2019-10-25, 09:57   #2
Nick

Dec 2012
The Netherlands

2·3·271 Posts

Quote:
 Originally Posted by wildrabbitt Does anyone know if the reason quadratics are studied in this way is anything more than just because they can be? Does getting to understand how to solve such questions give a student any skills for things that could be studied later on in maths? I'm wondering if this has a connection with group theory but I don't know what the connection is, if there is one.
In this case, the coefficients of the quadratic equation are all integers but the roots α and β are irrational numbers.
However, since $$(X-\alpha)(X-\beta)=X^2-(\alpha+\beta)X+\alpha\beta$$, the values α+β and αβ are integers too.
What's more, it follows that any symmetric expression in α and β (i.e. which stays the same when you permute them)
can be written in terms of α+β and αβ and therefore is also an integer.
So this is a way of staying inside the integers instead of having to calculate approximately with irrational numbers, which makes it of great practical importance.

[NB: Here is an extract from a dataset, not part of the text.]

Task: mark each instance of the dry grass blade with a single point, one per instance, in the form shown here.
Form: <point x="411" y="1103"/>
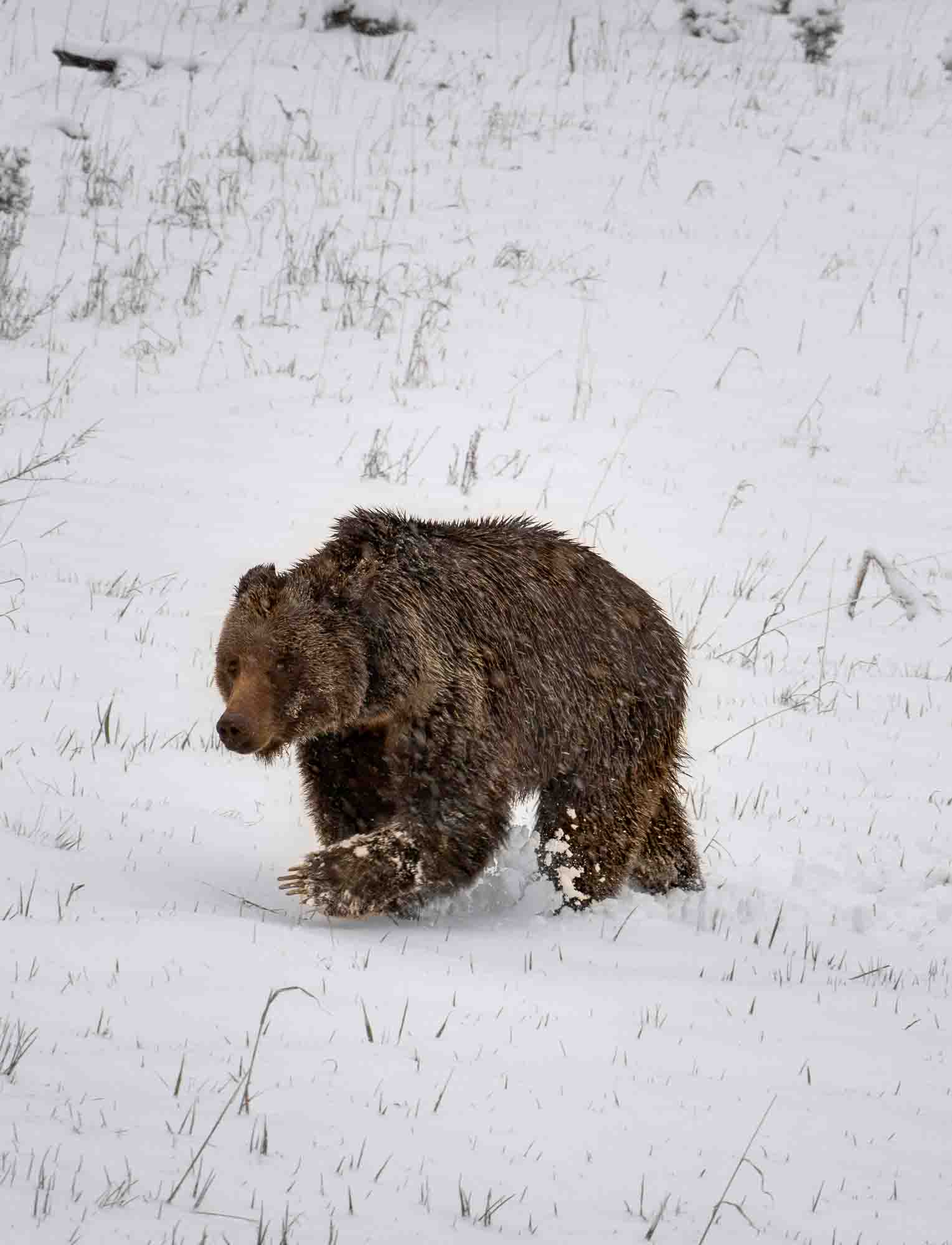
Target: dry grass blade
<point x="722" y="1201"/>
<point x="242" y="1086"/>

You are right that there is also a connection with group theory.
Permuting the roots of a polynomial equation gives us important symmetries
(known as automorphisms) n the fields containing them, which help us understand their structure.
This was first worked out by Évariste Galois, a French mathematician who died aged 21 in a duel, and the theory is still known today as Galois Theory.
It's quite a showpiece of mathematics!